Rozmowa z Mirosławem Żórawskim
Bartłomiej Derdzikowski: Wie pan już, dlaczego przegraliście z Juvenią?
Mirosław Żórawski: Oczywiście zaraz po meczu była duża złość i żal. Ale mamy już za sobą także dokładną analizę spotkania. W
Krakowie mieliśmy bardzo dużo dogodnych okazji, by zdobyć punkty - mnóstwo młynów, autów i karnych pod polem punktowym przeciwnika, ale punktów z tego nie zdobywaliśmy. Do tego dominowaliśmy przez większą cześć meczu, ale popełniliśmy za dużo głupich błędów. Nie wiem, z czego to wynika, może z braku zgrania zespołu, może z braku zrozumienia. Najgorsze jest to, że nasze błędy są naprawdę głupie. W efekcie zamiast wygrać mecz, przegraliśmy.

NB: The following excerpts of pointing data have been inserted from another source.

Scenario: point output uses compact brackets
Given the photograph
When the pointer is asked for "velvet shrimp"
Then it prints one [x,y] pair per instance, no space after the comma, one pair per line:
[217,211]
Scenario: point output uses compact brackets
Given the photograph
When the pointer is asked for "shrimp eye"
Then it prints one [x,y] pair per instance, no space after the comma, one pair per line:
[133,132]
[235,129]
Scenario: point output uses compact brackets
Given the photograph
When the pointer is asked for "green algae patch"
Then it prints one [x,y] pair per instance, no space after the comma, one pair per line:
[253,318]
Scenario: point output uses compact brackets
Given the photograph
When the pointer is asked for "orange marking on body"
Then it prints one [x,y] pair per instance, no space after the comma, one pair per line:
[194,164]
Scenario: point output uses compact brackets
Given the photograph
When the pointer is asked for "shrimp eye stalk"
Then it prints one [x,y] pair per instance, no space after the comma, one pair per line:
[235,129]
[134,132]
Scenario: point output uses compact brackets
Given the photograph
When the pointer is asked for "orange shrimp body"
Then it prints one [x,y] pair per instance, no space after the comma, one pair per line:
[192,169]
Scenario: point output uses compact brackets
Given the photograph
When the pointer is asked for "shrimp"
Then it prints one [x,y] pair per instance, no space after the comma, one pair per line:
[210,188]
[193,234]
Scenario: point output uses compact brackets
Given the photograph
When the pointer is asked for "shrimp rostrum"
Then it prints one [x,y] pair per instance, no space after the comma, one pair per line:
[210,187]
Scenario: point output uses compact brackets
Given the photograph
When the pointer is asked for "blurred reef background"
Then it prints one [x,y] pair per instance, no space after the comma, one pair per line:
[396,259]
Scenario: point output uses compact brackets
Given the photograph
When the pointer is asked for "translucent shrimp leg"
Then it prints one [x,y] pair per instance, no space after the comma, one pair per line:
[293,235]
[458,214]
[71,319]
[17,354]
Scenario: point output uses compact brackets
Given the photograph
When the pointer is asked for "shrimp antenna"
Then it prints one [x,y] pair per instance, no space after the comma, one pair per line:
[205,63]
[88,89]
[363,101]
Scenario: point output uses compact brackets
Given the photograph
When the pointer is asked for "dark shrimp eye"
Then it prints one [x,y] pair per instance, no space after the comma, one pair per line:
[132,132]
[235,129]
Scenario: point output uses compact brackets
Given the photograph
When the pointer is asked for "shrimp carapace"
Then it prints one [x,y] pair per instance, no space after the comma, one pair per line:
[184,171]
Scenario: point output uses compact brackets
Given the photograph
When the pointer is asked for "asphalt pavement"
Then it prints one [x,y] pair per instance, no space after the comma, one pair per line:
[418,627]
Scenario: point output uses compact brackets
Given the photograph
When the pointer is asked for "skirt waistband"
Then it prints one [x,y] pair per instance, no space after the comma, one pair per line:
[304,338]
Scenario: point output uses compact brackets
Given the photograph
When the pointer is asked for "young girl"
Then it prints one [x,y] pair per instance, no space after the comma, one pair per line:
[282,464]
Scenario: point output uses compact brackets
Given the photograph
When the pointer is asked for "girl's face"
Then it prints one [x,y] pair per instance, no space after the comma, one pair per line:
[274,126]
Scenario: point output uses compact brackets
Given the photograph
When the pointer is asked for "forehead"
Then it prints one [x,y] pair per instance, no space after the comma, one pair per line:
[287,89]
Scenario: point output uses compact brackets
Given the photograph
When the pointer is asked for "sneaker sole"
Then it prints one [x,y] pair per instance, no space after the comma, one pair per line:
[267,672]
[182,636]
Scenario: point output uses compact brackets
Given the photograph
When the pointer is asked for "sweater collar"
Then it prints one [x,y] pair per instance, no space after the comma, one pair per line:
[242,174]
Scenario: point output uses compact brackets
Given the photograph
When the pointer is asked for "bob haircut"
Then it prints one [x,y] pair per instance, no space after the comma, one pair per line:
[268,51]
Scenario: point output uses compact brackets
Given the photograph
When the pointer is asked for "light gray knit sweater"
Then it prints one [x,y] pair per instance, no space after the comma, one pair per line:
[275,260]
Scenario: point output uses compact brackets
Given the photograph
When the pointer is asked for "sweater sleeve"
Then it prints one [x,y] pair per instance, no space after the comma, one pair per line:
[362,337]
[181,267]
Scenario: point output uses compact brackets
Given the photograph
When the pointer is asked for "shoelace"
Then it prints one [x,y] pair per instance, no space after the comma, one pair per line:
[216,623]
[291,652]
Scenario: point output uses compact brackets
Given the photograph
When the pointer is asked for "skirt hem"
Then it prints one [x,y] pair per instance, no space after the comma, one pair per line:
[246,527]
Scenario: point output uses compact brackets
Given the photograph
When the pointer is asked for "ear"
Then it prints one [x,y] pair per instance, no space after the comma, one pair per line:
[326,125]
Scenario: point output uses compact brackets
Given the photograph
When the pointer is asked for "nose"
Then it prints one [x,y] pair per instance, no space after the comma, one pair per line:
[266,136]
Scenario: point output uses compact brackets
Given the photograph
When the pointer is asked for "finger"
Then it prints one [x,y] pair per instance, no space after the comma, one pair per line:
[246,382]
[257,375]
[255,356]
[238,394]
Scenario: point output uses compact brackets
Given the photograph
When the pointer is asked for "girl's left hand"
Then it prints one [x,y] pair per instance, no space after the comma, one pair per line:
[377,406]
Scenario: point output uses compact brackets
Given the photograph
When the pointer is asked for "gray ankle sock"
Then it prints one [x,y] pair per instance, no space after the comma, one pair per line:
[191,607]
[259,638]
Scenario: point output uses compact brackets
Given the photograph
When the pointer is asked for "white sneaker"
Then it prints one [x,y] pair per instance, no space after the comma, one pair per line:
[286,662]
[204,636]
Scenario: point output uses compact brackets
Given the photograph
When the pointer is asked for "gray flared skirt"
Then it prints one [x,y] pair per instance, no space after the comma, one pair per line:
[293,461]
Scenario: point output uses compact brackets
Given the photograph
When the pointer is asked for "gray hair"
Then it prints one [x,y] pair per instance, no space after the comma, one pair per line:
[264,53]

Wprowadza pan do drużyny młodych zawodników. Może dla niektórych to jeszcze za wysokie progi?
- Na pewno nie. Może tak się okazać, kiedy będziemy grać z czołówką ligi, ale na pewno nie z Posnanią i Juvenią. To nie są bardzo dobre drużyny.
Posnania najpierw pokonała was, a teraz mistrza Polski Folca Warszawa...

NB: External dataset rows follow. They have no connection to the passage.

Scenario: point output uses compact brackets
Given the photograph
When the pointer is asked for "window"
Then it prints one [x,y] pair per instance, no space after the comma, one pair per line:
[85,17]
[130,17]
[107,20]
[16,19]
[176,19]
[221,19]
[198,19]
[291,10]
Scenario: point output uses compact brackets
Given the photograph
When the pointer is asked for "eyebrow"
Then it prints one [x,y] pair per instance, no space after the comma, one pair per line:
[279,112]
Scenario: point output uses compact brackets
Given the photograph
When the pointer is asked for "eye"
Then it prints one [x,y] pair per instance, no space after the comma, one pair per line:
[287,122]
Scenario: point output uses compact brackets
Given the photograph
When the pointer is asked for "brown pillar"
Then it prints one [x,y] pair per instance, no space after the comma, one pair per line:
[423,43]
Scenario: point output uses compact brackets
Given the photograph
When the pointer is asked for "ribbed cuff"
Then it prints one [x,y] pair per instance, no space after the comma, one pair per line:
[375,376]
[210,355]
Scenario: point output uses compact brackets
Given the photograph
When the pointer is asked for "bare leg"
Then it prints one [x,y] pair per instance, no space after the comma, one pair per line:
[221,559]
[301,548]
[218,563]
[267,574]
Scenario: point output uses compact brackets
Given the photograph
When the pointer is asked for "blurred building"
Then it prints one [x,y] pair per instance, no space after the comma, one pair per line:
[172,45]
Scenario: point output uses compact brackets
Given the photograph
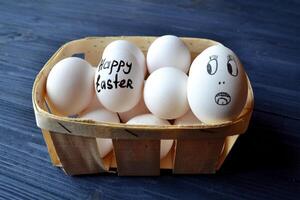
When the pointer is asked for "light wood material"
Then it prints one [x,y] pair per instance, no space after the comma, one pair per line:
[197,156]
[78,155]
[71,142]
[137,157]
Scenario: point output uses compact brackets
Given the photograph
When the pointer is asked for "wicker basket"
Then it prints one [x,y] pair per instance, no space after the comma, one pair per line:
[72,144]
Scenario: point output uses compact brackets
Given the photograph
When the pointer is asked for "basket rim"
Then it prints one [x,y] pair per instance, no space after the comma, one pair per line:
[42,113]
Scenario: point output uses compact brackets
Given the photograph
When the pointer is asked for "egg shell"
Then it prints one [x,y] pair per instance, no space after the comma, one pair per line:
[187,119]
[102,115]
[217,85]
[119,81]
[168,51]
[165,93]
[124,45]
[150,119]
[70,85]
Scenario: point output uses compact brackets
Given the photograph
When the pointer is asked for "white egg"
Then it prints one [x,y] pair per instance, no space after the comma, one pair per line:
[165,93]
[168,51]
[119,80]
[70,85]
[102,115]
[217,85]
[93,105]
[124,45]
[187,119]
[139,109]
[149,119]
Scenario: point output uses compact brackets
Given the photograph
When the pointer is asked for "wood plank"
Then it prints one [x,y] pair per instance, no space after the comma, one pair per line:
[197,156]
[78,155]
[137,157]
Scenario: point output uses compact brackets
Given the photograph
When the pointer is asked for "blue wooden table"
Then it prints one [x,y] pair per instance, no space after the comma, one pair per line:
[264,163]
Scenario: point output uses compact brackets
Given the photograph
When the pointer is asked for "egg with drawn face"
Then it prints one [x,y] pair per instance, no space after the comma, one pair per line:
[217,85]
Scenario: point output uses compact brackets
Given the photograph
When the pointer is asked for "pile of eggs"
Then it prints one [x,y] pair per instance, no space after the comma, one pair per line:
[163,87]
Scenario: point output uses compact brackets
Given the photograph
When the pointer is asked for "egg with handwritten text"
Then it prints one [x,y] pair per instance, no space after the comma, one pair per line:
[125,45]
[70,86]
[119,80]
[217,85]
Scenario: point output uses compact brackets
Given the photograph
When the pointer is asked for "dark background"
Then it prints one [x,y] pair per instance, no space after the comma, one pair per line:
[264,163]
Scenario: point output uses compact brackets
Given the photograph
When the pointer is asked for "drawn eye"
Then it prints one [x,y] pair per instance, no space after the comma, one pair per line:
[212,66]
[232,67]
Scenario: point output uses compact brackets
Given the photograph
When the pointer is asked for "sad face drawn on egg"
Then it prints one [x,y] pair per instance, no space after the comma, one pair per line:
[222,98]
[217,85]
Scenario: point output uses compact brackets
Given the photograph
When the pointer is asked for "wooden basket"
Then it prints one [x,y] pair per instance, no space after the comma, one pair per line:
[72,144]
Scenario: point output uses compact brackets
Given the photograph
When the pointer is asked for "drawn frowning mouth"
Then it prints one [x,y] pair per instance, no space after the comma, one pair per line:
[222,98]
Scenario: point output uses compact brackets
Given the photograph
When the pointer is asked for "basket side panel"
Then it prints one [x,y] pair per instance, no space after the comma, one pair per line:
[78,155]
[197,156]
[137,157]
[229,142]
[51,149]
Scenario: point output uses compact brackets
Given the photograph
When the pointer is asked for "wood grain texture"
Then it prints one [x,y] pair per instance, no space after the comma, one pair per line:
[263,164]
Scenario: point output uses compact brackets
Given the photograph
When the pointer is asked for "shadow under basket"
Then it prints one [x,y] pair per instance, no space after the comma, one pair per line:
[71,142]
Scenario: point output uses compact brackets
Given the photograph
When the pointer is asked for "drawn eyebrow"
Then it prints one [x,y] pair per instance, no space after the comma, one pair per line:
[213,57]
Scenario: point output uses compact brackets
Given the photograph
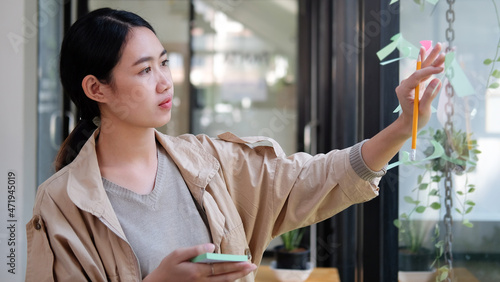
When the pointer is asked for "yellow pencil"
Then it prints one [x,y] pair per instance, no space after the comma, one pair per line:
[415,116]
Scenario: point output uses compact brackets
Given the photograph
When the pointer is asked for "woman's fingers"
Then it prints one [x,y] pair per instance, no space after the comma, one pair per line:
[433,55]
[416,78]
[230,271]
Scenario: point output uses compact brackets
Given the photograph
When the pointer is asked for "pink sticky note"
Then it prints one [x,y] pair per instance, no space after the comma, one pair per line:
[427,44]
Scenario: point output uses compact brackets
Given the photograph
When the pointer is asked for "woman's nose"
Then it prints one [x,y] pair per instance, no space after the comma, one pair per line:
[164,82]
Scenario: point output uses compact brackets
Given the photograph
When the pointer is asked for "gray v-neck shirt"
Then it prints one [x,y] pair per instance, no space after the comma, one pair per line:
[162,221]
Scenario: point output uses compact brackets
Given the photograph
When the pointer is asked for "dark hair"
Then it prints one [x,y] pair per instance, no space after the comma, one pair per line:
[93,45]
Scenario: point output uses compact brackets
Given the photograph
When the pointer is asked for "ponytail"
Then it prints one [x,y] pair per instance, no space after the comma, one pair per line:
[74,143]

- Potwierdza się moja teoria, że Folc, Arka i my to już drużyny zgrane, zmęczone, które muszą przejść transformację i zmianę stylu gry. To trwa właśnie u nas. Ale szczerze mówiąc myślałem, że takich porażek, jak te dwie ostatnie, mimo wszystko unikniemy.
Przed sezonem nie chciał pan powiedzieć, że walczycie o mistrzostwo. Może już wtedy pan coś przeczuwał?
- Powiem szczerze, że już mnie to zaczyna denerwować. Musimy zmienić styl, a to wymaga czasu, chociaż szczerze, to nie sądziłem, że przegramy te dwa mecze. Już słyszę jednak, że niektórzy w klubie się denerwują i mówią różne dziwne rzeczy. A przecież miałem mieć spokój i czas.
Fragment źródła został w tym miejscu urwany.